Salesforce cuts about 10% of its workforce

Salesforce cuts about 10% of its workforce

E-commerce giant Amazon Salesforce, a business software company, and Microsoft are the latest U.S. technology firms to announce job cuts. They have trimmed payrolls that had grown rapidly during the pandemic lockdown.

Amazon announced Wednesday that it would be reducing approximately 18,000 positions. This is the largest layoffs in Amazon’s history. However, it only represents a fraction of its 1.5million global workforce.

CEO Andy Jassy stated that Amazon has been able to weather difficult and uncertain economic times in the past and will continue to do so in a memo to employees, which was made public by the company. These changes will allow us to pursue our long-term potentials with a stronger cost structure.

He stated that the company’s brick and mortar stores, which include Amazon Fresh, Amazon Go, and its PXT offices, which handle human resource and other functions, will be most affected by the layoffs.

Jassy informed staff in November that layoffs were imminent due to the changing economic landscape and the company’s rapid hiring over the past few years. Wednesday’s announcement contained job cuts that were not announced previously. The company also offered voluntary buyouts, and has been reducing costs in other areas of its sprawling enterprise.

Salesforce, however, announced that it is laying off approximately 8,000 employees or 10% of its workforce.

Wednesday’s announcement is the largest in the 23-year history San Francisco company founded Marc Benioff. Benioff pioneered the concept of leasing software services to internet connected devices — now known as “cloud computing”.

These layoffs follow a shakeup at Salesforce’s top ranks. Benioff’s hand-picked COO Bret Taylor was also Twitter’s chairman during the painful $44 billion sale to billionaire. Elon Musk, left Salesforce. Stewart Butterfield, co-founder of Slack, left. Salesforce purchased Slack for $28 billion two years ago.

Salesforce workers who lose work will get nearly five months’ pay. Health insuranceAccording to Amazon, the company offers career resources, separation payment, and other benefits. Amazon also said it offers a separation payment, transitional insurance benefits and job placement support.

Salesforce’s sole chief executive, Benioff, wrote to employees that he was responsible for the layoffs because he continued to hire aggressively in the pandemic. With millions of Americans working remotely and the demand for Salesforce’s technology growing, Benioff is now the sole chief executive.

Benioff wrote that as our revenue increased through the pandemic, they hired too many people, leading to the economic downturn we now face.

In January 2020, Salesforce employed approximately 49,000 people just before the pandemic. Salesforce’s workforce is now 50% more than it was before the pandemic.

CEO of Meta Platforms Mark Zuckerberg He also admitted that he misunderstood the revenue gains that Facebook and Instagram’s owner was reaping during the pandemic. In November, he announced that his company would be laying off 11,000 employees or 13% of its workforce.
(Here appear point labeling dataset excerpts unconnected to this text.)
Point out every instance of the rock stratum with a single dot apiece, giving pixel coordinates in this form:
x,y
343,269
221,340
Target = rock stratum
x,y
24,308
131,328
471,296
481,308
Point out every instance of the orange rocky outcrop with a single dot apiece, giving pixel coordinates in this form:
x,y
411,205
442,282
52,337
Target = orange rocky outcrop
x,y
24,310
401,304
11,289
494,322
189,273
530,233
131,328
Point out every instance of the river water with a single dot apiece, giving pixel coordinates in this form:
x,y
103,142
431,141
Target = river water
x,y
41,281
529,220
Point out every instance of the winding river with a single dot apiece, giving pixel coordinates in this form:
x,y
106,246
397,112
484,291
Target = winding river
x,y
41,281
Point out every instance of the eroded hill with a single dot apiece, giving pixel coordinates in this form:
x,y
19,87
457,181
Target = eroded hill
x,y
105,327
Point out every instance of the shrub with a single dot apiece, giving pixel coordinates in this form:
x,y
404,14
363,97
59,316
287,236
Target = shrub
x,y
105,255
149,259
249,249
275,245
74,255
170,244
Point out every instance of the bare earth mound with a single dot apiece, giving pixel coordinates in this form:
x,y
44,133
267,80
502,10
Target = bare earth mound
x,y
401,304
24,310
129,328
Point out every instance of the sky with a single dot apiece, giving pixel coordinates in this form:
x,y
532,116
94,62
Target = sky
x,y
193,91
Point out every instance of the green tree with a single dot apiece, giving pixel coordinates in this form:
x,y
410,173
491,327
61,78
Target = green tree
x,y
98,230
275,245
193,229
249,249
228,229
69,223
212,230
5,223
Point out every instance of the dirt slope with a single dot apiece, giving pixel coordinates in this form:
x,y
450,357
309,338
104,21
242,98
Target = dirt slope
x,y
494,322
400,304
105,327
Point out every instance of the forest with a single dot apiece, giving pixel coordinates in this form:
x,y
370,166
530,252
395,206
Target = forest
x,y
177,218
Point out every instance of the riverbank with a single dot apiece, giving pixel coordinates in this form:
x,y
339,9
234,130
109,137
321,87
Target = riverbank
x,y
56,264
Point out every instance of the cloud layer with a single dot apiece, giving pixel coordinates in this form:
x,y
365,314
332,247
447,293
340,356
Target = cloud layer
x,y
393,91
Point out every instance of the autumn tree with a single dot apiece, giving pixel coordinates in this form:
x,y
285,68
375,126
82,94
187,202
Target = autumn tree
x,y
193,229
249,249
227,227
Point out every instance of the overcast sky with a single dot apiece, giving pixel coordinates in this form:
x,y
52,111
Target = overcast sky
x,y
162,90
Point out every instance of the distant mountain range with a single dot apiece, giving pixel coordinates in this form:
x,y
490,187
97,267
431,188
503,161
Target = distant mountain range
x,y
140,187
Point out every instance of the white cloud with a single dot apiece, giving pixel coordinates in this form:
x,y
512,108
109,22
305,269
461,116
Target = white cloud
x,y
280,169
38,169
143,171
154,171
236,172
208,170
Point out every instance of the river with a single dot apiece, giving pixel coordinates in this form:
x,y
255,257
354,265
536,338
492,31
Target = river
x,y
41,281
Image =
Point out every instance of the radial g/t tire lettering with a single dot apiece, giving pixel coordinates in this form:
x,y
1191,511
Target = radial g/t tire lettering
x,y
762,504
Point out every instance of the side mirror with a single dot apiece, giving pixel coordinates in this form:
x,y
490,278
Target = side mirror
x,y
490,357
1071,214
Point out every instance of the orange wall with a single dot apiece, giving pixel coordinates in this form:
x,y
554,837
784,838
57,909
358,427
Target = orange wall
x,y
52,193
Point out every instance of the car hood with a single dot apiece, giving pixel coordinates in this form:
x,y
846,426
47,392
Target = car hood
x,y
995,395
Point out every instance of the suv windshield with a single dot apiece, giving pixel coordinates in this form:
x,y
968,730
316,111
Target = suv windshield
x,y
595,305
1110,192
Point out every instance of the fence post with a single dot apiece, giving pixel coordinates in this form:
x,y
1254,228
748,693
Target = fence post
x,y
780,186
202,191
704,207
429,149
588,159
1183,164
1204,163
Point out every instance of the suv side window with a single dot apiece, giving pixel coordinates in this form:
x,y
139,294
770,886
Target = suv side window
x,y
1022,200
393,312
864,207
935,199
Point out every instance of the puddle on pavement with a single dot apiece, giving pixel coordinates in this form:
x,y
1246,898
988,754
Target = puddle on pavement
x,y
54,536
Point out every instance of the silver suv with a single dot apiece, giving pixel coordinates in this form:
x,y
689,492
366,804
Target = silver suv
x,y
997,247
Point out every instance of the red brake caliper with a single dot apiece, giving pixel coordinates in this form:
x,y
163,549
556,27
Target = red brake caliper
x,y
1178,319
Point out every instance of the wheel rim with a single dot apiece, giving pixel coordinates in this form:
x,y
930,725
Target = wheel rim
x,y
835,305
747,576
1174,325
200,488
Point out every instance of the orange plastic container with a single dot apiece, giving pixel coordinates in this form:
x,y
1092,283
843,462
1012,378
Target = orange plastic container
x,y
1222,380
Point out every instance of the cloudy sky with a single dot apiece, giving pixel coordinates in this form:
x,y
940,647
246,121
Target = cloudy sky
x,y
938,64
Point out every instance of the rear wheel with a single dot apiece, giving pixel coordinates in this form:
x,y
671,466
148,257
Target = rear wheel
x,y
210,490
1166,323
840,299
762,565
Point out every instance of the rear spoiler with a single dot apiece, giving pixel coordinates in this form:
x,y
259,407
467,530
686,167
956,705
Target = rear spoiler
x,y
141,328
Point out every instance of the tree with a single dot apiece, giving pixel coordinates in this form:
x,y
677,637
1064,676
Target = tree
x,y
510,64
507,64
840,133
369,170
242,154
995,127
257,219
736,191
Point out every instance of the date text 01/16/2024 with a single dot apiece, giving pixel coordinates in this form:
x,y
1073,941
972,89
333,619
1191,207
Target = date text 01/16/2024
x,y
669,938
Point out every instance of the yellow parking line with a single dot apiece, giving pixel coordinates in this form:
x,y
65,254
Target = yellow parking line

Salesforce’s recent decline from the panic of the pandemic has had a significant impact on its stock price, as have other major tech companies. Shares had plummeted more than 50% since November 2021, when they were at their highest point of $310. Closed at $139.59, the shares gained almost 4% Wednesday.

“This is a smart poker play by Benioff in order to preserve margins against an uncertain backdrop as it clearly overbuilt its organization over the last few years along the rest of tech sector with slowdown now on, wrote Dan Ives, a Wedbush analyst.

Salesforce also announced Wednesday that it would be closing some offices, but didn’t mention specific locations. The 61-story headquarters of Salesforce is a prominent feature on the San Francisco skyline. It has been a symbol of tech’s importance in the city since its completion in 2018.